I monopattini e l’odio sociale dei vandali
Ero nel casertano in un viaggio di sopralluoghi per un documentario. Accanto a me sedeva Antonio Pascale, scrittore che ben conosce le contraddizioni della sua terra. Osservavamo un tipico scenario meridionale fatto di degrado, abbandono, rifiuti scaricati per strada. Pascale disse: «Vedi, qui ciò che è pubblico non è di nessuno. Quindi, nessuno sente il dovere di curarsene. Al Nord è diverso: ciò che è pubblico è di tutti, ed è dovere e orgoglio collettivo mantenere al meglio l’immagine del luogo dove si vive». Credo che la teoria di Antonio Pascale sia stata valida anche per Torino; almeno finché sono arrivate prima le biciclette free flow e ora l’invasione dei monopattini… Per osservazione sul campo, la fenomenologia della «nuova mobilità» si compone di due tempi. Il primo è caratterizzato da una sorta di anarchia in cui «novità» e «libertà» tendono a diventare sinonimi. Parafrasando Mcluhan, il mezzo — inteso come veicolo — diventa il messaggio. L’idea inconsapevole dell’utente è che con la bici o il monopattino si può fare quello che si vuole: transitare sui marciapiedi, andare contromano, ignorare il codice della strada. Tanto che per i monopattini le istituzioni locali, prevedendo il caos, hanno ordinato un periodo di «sperimentazione» (che ha prodotto come effetto collaterale la straordinaria sceneggiata delle dimissioni annunciate e poi ritirate in lacrime da parte del capo della Polizia Locale). Le norme, dunque, esistono. Che siano fatte rispettare è un altro discorso, come può constatare chiunque si faccia un giro in città; d’altra
parte non va meglio nel caso delle disposizioni antismog. Il secondo tempo della «nuova mobilità» trasferisce il senso di anarchia dall’utenza a un altro attore sociale: il vandalo. Tutti ci ricordiamo le biciclette arancioni nel Po; e non sta andando meglio con i monopattini. Le tre principali compagnie di noleggio free-flow lamentano un centinaio di mezzi danneggiati nei soli primi venti giorni di circolazione libera. E in effetti, certi scorci di Torino cominciano ad assomigliare a quelli di una città del Sud.

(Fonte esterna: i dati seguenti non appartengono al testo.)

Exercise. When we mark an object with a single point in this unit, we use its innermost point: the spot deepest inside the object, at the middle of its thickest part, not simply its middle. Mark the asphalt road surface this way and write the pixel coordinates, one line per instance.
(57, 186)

Il fatto è che la modernità turbodigitale mette in crisi i tradizionali modelli culturali. Qui non si tratta più del rapporto tra pubblico e privato, di Nord o di Sud. Di chi sono davvero i monopattini e le biciclette? Da una parte sono a disposizione del pubblico, ma dall’altra restano proprietà privata di chi li noleggia. Il che genera una reazione impensabile sin dai tempi di «Ladri di biciclette», quando i velocipedi venivano ma non danneggiati per sfregio. Le bici e i monopattini vandalizzati sono il sintomo di qualcosa di nuovo: l’odio, da parte del vandalo, verso una dimensione urbana che non è più né pubblica né privata, in totale sintonia con lo spirito dei tempi. Chi vuole danneggiare davvero il vandalo che prende a mazzate un monopattino? L’azienda che lo possiede, il cittadino che lo utilizza, l’istituzione che ne favorisce l’uso, il senso generale delle relazioni civili? Probabilmente tutto questo insieme. Il monopattino è il simbolo più recente di un’epoca che sta progredendo in retromarcia.